Я вернулся в коридор и присел рядом с отцом. Не глядя, он обнял и прижал меня к себе. Я буквально чувствовал черноту, сгустившуюся над ним, беспомощность и потерю. Когда я попытался обнять его, он просто схватил меня ещё крепче, заставляя остаться на месте. Я вздрогнул несколько раз, затем перестал плакать, закрыл глаза и позволить ему держать себя.
Я был полон решимости остаться там, рядом с ним, лицом ко всему, что он переживает. Но через некоторое время прежний огонь начал светиться в глубине моего черепа: старое тепло, старый мир и старая уверенность. Даниил был прав: моя мать была с Богом. Как я мог сомневаться в этом? Нет смысла спрашивать, как она пришла к нему; пути Беатрис были вне моего понимания. Но одно я знал не понаслышке - силу Её любви.

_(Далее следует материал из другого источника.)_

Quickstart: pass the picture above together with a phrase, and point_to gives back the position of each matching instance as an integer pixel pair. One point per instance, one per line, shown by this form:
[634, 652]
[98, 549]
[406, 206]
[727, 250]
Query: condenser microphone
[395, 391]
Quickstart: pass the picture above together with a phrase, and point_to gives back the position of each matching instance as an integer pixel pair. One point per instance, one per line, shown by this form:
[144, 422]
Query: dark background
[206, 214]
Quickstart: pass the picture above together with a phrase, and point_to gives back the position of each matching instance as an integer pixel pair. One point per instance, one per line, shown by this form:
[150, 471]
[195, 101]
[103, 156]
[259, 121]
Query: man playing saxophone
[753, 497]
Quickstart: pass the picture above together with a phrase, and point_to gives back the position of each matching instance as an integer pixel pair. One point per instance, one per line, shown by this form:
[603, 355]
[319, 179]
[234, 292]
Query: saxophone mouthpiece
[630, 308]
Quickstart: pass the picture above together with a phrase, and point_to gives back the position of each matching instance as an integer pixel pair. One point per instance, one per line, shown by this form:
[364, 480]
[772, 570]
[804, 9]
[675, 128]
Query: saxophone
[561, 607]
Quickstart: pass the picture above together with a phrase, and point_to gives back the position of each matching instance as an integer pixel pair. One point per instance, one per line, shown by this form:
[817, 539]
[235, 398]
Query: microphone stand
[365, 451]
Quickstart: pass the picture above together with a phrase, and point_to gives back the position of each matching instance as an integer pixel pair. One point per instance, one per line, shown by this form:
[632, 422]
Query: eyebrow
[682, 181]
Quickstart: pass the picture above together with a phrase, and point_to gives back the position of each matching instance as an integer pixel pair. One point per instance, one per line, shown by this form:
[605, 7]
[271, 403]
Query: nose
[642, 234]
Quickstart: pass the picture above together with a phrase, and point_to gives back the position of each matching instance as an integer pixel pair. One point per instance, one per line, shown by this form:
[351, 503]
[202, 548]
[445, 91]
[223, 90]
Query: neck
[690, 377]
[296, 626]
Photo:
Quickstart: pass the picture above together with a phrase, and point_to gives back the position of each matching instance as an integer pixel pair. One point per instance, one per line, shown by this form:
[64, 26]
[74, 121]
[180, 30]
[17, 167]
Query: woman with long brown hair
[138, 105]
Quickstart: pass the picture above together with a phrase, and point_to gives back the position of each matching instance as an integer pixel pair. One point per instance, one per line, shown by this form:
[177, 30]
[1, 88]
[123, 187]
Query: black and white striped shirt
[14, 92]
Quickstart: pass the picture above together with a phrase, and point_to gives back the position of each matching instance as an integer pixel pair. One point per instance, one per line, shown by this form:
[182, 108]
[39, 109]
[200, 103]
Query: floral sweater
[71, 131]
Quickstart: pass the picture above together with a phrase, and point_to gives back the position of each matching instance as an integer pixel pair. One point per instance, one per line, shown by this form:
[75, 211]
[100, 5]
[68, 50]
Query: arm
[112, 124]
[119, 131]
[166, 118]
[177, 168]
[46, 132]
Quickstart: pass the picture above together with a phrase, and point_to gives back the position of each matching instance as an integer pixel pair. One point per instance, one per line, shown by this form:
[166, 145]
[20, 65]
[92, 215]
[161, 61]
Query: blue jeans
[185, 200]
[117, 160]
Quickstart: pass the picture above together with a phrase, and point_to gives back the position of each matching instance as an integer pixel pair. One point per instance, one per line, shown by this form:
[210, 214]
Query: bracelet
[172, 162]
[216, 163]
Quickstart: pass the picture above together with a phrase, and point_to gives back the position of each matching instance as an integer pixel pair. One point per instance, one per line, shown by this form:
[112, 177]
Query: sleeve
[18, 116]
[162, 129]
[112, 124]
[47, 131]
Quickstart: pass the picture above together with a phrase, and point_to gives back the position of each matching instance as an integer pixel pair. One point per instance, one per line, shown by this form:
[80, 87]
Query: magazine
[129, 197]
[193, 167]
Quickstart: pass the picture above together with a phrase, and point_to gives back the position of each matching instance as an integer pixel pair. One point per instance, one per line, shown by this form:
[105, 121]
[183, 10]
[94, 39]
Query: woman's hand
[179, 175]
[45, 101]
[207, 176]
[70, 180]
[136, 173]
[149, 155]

Я не двигался, чтобы освободиться из безрадостных объятий отца. Но я был бы теперь лжецом, просто молясь о его комфорте и заботясь о собственном прощении. Беатрис вернула меня из тьмы, и я уже не мог разделять боль отца.
5
После смерти моей матери, моя вера стала более приземлённой, даже не очень поколебавшись. Шелуха доктрин отпала, оставив лишь основу, которую много легче защищать. Не имело значения, если Писания содержат суеверный вздор или Церковь полна дураков и лицемеров; Беатрис - это по-прежнему Беатрис, подобно тому, что небо синее. Всякий раз, когда я слышал споры между атеистами и верующими, я оказывался чаще на стороне атеистов, но не потому что я принял их умозаключения, а потому что они были гораздо честнее, чем их противники. Возможно, священники и богословы спорят с атеистами так прямолинейно из-за подобного моему личного опыта с Богом, а может и нет, может быть просто сами отчаянно хотят поверить. Но они никогда не раскрывали истинного источника своего убеждения, вместо этого делая смешные попытки "доказательства" существования Бога или из исторических записей, или из биологии, или астрономии, или математики. Пятнадцатилетний Даниил был прав: нельзя доказать существование Бога, поэтому слушая этих людей с двойной логикой я только кривился.